I’m very excited to be giving a virtual talk at next week’s Mythmoot on Modeling the Multiple Dimensions of Time in Tolkien’s Legendarium.
I’ll be exploring some ideas that have been on my mind from the very beginning of the Digital Tolkien Project.
Here’s the abstract for my talk:
Jean-Luc Godard is attributed as once having said “A story should have a beginning, a middle and an end, but not necessarily in that order.” The order in which a narrative unfolds is often different from the actual timeline of events. This is certainly true in Lord of the Rings, whether it be the events recounted during the Council of Elrond or the author’s decision to tell Frodo and Sam’s post-Fellowship-breaking story in separate books rather than interleaved narrative. The distinction between what the Russian formalists called fabula (the events of a story), and syuzhet (the organization of the story) is brought into even starker focus once one considers the paratext. How do the timelines in Appendix B map to the narrative? There are also many references to earlier events (even going back to the Eldar Days).

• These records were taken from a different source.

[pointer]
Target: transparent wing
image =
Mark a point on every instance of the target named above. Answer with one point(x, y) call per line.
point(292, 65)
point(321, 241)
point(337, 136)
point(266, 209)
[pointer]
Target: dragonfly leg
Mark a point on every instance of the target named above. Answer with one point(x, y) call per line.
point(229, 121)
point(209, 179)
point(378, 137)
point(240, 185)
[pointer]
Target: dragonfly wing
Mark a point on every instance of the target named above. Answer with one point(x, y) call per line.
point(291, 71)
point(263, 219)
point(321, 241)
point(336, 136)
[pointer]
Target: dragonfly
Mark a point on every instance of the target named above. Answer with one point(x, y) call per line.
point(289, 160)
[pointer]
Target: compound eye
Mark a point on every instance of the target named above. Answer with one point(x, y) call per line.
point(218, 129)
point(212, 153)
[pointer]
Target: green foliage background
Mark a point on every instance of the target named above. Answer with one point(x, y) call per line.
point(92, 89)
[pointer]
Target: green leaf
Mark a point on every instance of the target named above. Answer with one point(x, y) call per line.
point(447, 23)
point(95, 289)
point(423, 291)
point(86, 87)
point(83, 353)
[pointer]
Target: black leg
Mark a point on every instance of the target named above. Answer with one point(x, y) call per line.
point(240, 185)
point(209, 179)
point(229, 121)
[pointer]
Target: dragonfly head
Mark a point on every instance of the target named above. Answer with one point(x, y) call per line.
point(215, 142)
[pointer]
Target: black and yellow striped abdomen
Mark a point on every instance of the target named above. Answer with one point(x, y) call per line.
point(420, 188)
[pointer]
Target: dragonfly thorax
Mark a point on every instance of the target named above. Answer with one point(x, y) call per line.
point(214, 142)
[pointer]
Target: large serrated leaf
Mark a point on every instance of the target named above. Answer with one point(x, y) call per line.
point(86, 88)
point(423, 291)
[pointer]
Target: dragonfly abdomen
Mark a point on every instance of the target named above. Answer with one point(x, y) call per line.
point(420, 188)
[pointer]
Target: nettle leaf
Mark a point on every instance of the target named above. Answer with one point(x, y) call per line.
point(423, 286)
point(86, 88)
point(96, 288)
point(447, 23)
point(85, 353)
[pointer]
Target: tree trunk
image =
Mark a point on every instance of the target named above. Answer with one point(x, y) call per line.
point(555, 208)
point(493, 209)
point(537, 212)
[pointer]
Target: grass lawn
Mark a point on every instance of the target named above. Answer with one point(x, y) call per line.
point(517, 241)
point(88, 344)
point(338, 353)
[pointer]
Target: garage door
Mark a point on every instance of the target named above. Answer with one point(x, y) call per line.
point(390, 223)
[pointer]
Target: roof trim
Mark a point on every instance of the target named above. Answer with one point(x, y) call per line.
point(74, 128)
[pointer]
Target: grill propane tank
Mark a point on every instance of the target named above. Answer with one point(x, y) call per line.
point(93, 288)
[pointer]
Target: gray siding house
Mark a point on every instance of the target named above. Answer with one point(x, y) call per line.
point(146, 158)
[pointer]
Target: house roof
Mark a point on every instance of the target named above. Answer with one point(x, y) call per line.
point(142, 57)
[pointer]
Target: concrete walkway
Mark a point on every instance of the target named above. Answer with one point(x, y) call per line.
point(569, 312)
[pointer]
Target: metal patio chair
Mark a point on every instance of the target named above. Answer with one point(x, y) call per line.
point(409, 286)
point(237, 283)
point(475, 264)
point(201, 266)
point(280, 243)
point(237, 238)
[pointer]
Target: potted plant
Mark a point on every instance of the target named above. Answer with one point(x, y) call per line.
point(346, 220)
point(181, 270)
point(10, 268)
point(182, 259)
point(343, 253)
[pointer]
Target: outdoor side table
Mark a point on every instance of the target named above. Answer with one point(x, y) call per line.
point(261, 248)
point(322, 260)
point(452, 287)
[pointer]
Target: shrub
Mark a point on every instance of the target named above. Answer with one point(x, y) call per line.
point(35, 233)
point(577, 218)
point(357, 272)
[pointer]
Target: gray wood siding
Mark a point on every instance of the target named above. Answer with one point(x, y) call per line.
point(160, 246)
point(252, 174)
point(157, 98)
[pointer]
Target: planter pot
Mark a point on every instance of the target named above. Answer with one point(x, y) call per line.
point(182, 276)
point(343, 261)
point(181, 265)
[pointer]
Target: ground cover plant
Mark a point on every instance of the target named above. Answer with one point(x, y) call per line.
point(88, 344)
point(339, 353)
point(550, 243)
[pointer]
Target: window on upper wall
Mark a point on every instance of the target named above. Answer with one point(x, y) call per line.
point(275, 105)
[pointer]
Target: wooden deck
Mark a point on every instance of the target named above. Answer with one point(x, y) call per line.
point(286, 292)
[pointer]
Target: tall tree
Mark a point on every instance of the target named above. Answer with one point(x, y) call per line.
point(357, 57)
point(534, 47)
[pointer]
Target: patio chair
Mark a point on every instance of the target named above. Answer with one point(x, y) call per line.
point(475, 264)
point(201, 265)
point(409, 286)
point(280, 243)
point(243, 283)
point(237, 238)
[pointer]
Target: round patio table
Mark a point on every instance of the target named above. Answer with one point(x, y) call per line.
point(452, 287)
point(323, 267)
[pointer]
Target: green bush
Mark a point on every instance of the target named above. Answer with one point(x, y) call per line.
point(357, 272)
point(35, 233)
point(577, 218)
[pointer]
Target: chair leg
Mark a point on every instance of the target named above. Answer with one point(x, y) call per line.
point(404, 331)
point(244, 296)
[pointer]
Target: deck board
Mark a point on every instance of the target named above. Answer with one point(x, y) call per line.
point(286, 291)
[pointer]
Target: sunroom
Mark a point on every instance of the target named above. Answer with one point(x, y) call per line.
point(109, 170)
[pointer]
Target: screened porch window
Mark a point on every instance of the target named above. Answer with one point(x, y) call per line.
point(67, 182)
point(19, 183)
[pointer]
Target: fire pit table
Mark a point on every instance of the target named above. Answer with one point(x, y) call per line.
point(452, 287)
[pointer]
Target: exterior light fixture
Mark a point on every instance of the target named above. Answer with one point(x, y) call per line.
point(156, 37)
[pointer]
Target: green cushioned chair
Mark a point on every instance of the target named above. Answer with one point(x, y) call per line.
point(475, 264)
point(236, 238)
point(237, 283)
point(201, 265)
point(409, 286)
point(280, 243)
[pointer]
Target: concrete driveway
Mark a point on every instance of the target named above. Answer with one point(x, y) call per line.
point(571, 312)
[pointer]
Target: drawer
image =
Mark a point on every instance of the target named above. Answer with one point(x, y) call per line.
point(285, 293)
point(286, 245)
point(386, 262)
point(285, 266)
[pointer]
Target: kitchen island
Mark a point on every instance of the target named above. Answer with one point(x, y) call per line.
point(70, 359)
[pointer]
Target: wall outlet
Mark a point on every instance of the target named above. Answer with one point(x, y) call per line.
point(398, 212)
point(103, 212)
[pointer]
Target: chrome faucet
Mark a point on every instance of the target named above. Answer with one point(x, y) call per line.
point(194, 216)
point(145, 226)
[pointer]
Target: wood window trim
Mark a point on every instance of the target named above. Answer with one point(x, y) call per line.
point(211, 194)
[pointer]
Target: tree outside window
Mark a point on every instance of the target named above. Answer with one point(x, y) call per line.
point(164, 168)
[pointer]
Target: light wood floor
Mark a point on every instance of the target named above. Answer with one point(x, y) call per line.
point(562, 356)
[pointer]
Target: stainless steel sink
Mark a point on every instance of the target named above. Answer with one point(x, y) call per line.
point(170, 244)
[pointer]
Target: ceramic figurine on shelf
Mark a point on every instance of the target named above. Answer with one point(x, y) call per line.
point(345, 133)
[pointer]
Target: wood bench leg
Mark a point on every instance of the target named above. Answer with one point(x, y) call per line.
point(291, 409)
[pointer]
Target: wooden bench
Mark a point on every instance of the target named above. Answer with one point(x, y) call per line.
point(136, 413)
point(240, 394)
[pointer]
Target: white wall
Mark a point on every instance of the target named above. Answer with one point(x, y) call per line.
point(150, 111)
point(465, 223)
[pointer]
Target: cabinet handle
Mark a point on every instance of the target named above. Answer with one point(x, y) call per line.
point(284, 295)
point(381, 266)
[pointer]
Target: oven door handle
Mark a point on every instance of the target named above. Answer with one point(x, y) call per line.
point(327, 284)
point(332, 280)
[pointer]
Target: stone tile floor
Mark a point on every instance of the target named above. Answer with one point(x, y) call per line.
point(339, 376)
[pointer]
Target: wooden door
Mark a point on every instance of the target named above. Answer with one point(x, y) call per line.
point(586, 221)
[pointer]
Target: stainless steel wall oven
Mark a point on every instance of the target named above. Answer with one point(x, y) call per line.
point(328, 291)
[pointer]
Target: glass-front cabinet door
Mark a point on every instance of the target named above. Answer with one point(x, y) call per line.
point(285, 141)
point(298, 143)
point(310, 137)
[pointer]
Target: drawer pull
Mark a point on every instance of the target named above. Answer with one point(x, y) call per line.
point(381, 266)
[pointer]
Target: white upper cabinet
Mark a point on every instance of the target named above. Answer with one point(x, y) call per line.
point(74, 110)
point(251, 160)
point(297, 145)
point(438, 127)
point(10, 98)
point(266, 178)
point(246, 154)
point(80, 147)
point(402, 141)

An adequate modeling of this, which the Digital Tolkien Project is undertaking, would be enough by itself, but with Tolkien we have another dimension to consider. What if we want to model different iterations of the legendarium—different drafts of the manuscripts? This is what Christopher Tolkien referred to as the ‘longitudinal’ (diachronic) study of Middle-earth as opposed to the ‘transverse’ (synchronic). And so an event can be placed on a timeline in the secondary creation and in the narrative structure of a textual work, but both of these can be placed in the primary timeline: a particular manuscript draft, a version of the story, a date in the author’s lifetime.
This talk will discuss the ongoing work of the Digital Tolkien Project on mapping narrative structure to secondary world timelines synchronically and tracking changes diachronically. Examples from across the legendarium will be given with experiments both in representing the underlying data and visualizing it.
It will just the beginning and there’s still a lot more to be done, but I’m really looking forward to presenting my initial thoughts and work.
I’m speaking late Friday afternoon (for people there in person—it will be the early hours of Saturday morning for me in Esperance, Western Australia).